Michael Toole will plead guilty to fraud and tax counts and quit, federal court documents say.

ALLENTOWN - A third Luzerne County Court judge has been charged with corruption, becoming the latest public servant to be caught up in a widening federal probe that has snared 20 people in the northeastern Pennsylvania county since January.

Judge Michael Toole, 49, will plead guilty to fraud and tax charges and resign, according to court documents filed yesterday in federal court in Scranton.

Prosecutors said Toole had "corruptly abused" his position by concealing his financial relationship with a lawyer who appeared before him in an insurance case. Toole, elected in 2003, faces a maximum sentence of 23 years in prison and a $350,000 fine.

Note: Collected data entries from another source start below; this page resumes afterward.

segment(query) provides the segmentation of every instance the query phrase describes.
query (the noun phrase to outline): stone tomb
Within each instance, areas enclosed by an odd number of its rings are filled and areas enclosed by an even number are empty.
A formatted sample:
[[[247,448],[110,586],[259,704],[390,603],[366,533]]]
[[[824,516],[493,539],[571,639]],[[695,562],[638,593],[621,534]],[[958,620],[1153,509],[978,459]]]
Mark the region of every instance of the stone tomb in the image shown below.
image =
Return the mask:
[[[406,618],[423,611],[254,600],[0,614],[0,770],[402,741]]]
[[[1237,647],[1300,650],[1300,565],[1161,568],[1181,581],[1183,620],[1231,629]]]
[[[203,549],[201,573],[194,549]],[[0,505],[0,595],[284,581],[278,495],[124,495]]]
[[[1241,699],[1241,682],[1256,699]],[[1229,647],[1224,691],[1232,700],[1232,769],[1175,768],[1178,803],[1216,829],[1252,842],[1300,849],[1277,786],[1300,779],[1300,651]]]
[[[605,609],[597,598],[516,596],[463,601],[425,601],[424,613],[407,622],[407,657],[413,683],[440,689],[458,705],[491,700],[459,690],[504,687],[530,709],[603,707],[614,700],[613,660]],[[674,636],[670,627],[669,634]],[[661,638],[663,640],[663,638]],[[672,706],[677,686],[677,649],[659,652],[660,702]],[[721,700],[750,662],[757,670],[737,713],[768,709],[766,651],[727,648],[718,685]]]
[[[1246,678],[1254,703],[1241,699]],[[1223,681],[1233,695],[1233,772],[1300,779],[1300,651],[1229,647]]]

Toole's attorney, Frank Nocito, declined to comment.

President Judge Chester Muroski immediately removed Toole from his judicial responsibilities, leaving just seven judges on a bench that normally has 10.

"Clearly this action deals a severe blow to our already shorthanded Luzerne County Court," Muroski said in a statement. "I have spoken with my remaining colleagues, and while we are all extremely disappointed with these recent developments, we are, once again, committed to making a total effort to maintain the business and function of the Luzerne County Court.

Two former county judges, Michael T. Conahan and Mark A. Ciavarella Jr., are accused of taking millions of dollars in kickbacks to send juveniles to private detention facilities. They await trial on racketeering charges.

Besides Toole, the vacancies are for Ciavarella and Ann Lokuta, who was removed last December over misconduct allegations. She is appealing that ruling.

A replacement for Conahan, who retired, was elected last month.

In the latest case, prosecutors said Toole had accepted the free use of a New Jersey beach house from a plaintiff's attorney whose client was before Toole in an uninsured-motorist case. Toole appointed an arbitrator sought by the lawyer without telling the other side of the arrangement.

Federal prosecutors said in court papers that "the appointment was corrupt, deceptive, and biased and was made in a manner that undermined the fairness and integrity of the arbitration process."

The lawyer is not named in court papers.

Toole was also charged with failing to report $30,000 in income on his 2006 tax return.